At the heart of this evolution is the ability to integrate, in a cost and power effective way, immense amounts of digital signal processing, general purpose processing and hard/soft IP in a single flexible platform.

Smarter vision systems will take many forms and, while the foundation blocks will remain the same – dsps, embedded processors and supporting IP – each solution will need to be 'tuned' to the specific application.

Developing bespoke solutions from discrete devices is, of course, possible but high volume deployment is best suited by an SoC. However, developing an SoC is expensive and complex, which means it is often only viable if it targets a very high volume application, such as a portable consumer device. Creating an SoC that meets the needs of many smart vision systems could be difficult and will necessitate a certain amount of redundancy in the design. Using a programmable platform, however, overcomes this problem.

The Zynq-7000 AllProgrammable SoC integrates an ARM Cortex-A9 dual core processing subsystem alongside Xilinx' high performance fpga fabric, allowing it to be adapted to the needs of various smart vision systems. Fig 1 shows how a Zynq SoC compares with a multichip architecture in multicamera ADAS application to provide such features as blind spot detection, lane departure warning, pedestrian detection and a 360° view when parking.

Fig 2 shows a generic signal flow for a smart vision system and compares the Zynq device against an SoC integrating dsp and gpu (graphic processor unit) cores, illustrating how the processing subsystem and fpga logic can work together to provide a more flexible and versatile platform. The extensibility of the Zynq SoC, using the fpga logic, also provides protection against hitting a performance 'ceiling' if additional compute power is required.

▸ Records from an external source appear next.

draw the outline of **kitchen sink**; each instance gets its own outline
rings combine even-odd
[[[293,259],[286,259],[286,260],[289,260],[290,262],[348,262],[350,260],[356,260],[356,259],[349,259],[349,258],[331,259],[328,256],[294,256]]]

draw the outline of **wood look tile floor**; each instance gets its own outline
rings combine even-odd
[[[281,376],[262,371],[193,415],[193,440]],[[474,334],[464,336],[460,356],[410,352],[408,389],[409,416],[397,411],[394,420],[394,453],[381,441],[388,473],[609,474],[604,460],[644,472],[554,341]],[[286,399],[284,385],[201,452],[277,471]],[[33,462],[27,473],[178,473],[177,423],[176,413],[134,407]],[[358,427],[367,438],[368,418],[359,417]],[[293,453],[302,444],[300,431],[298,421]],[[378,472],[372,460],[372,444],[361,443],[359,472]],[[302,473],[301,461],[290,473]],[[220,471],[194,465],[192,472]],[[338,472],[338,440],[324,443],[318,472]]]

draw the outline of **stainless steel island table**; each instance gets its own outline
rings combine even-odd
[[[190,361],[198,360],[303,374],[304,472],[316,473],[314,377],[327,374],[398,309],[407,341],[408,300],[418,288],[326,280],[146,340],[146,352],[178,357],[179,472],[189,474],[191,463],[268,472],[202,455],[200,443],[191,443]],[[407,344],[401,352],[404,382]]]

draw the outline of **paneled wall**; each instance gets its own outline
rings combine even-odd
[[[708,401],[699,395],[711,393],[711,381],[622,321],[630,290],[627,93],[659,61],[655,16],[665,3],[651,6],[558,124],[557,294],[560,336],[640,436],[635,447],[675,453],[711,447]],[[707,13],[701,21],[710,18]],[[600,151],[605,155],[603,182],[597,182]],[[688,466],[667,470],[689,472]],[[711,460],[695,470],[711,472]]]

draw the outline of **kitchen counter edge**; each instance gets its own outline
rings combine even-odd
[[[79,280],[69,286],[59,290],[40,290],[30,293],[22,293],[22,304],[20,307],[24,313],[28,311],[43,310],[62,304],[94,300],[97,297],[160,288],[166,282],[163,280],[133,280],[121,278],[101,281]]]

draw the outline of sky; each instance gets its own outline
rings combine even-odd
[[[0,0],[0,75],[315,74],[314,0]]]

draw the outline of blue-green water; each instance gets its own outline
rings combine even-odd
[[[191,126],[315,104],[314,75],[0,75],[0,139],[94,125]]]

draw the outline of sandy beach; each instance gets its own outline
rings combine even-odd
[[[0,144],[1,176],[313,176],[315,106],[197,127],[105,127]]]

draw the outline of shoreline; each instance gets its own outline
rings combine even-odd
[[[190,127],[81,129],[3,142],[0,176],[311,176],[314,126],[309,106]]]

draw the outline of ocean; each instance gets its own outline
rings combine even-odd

The success of smarter vision systems will rely heavily on embedded system developers having the right technologies to meet the performance and flexibility requirements, something the industry appreciates and is working hard to achieve.

In support of this, Xilinx has partnered with system design specialists, including MathWorks and National Instruments, to accelerate system level design.
MathWorks recently released a guided workflow for Zynq-7000 SoCs in its R2013b release, which enables design engineers to create and model their algorithms in MATLAB and Simulink, partition their designs between hardware and software and target, integrate, debug and test those models automatically to Xilinx design platforms.

Similarly, engineers can abstract the complexity of traditional RTL design using LabVIEW, in conjunction with National Instruments; RIO hardware platform, which uses Zynq SoCs.

A programmable platform such as the Zynq-7000 SoC, supported by leading edge tools, dedicated design suites and open source solutions like the OpenCV Library, all supported by the efforts of the Embedded Vision Alliance, will help ensure developers have access to the best in class resources to achieve their design goals.

As an Embedded Vision Alliance Platinum Member, Xilinx has already synthesised 30 of the most used embedded vision algorithms from the OpenCV library for its Zynq SoC platform using the Vivado HLS tool within the Vivado Design Suite, allowing developers to make processor/logic design trade-offs at a system level.

This level of performance and flexibility will be key to the evolution of smarter vision systems, providing OEMs the ideal platform on which to build smarter solutions.

Giles Peckham is director of marketing, EMEA, for Xilinx.